Как мы видели, вопрос о типе подражания, представленного «Задонщиной», имеет прямое отношение к вопросу о подлинности «Слова о полку Игореве». Сторонники позднего происхождения «Слова о полку Игореве» утверждает что не «Задонщина» подражала «Слову», а «Слово» было создано в конце XVIII в. как подражание «Задонщине». Забудем на некоторое время о всех несообразностях, которые получались в «Задонщине» в результате механического подражания «Слову», и вдумаемся только в самый тип подражания, которое должно было бы в таком случае представлять собой «Слово о полку Игореве».

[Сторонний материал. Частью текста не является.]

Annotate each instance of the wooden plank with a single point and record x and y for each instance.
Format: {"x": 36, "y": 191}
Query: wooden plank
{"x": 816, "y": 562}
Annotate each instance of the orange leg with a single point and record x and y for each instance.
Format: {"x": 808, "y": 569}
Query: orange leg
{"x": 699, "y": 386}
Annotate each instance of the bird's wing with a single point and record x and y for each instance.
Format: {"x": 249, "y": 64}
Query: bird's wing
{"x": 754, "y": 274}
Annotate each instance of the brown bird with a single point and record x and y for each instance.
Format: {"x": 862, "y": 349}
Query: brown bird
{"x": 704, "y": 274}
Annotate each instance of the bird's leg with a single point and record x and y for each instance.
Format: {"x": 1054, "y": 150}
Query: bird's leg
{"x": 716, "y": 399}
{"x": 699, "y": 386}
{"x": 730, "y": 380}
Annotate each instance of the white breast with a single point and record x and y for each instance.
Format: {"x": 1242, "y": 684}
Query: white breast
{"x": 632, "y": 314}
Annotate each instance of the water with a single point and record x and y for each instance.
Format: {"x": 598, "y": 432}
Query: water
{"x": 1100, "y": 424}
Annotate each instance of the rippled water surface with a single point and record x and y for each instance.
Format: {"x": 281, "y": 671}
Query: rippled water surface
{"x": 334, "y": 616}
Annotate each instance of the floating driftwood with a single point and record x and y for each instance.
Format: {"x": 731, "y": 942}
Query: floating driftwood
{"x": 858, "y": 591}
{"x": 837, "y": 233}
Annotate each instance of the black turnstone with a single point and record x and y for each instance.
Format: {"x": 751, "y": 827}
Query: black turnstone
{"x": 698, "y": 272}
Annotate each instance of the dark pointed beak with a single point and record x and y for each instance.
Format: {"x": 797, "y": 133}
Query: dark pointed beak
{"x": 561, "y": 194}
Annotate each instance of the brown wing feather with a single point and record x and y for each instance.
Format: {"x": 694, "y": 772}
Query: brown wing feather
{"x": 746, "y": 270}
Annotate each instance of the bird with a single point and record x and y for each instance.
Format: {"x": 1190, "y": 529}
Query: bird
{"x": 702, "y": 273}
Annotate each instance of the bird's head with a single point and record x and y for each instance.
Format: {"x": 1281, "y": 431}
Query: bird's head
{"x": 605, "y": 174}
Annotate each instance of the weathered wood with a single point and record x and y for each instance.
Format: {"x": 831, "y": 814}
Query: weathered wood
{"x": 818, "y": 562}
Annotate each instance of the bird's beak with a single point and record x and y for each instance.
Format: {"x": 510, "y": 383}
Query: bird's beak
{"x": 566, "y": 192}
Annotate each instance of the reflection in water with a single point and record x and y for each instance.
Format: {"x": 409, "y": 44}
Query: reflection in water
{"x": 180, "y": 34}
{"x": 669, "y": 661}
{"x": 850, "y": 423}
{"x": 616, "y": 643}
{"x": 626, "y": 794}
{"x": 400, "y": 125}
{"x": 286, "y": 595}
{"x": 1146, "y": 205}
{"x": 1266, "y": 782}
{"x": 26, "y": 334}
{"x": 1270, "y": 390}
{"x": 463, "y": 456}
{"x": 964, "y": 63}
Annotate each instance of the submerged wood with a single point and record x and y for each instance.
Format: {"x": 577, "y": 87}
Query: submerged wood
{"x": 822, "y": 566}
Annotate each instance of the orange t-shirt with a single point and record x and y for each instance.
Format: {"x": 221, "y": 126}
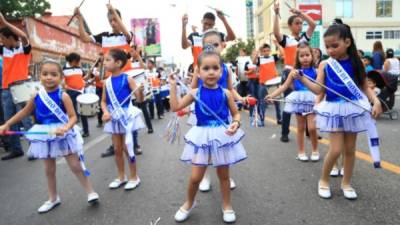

Обратим прежде всего внимание на следующее. Если мы вычеркнем из «Задонщины» все заимствования из «Слова», то в ней не останется ни одного элемента стиля, близкого к «Слову»: стилистическая близость «Задонщины» к «Слову» целиком ограничивается механическими заимствованиями. Если же мы вычеркнем из «Слова» все механически близкие элементы к «Задонщине», то оставшаяся большая часть «Слова» будет стилистически совпадать с вычеркнутой частью «Слова». Она будет как бы ее творческим продолжением. Значит, если бы «Слово» подражало «Задонщине», то оно было бы одновременно и механическим (нестилизационным) подражанием и творческим (стилизационным) подражанием. Такой тип подражаний, вообще говоря, не известен. Он не известен ни концу XVIII в. в России, ни какому бы то ни было другому веку. Это очень важный аргумент, доказывающий первичность «Слова» по отношению к «Задонщине».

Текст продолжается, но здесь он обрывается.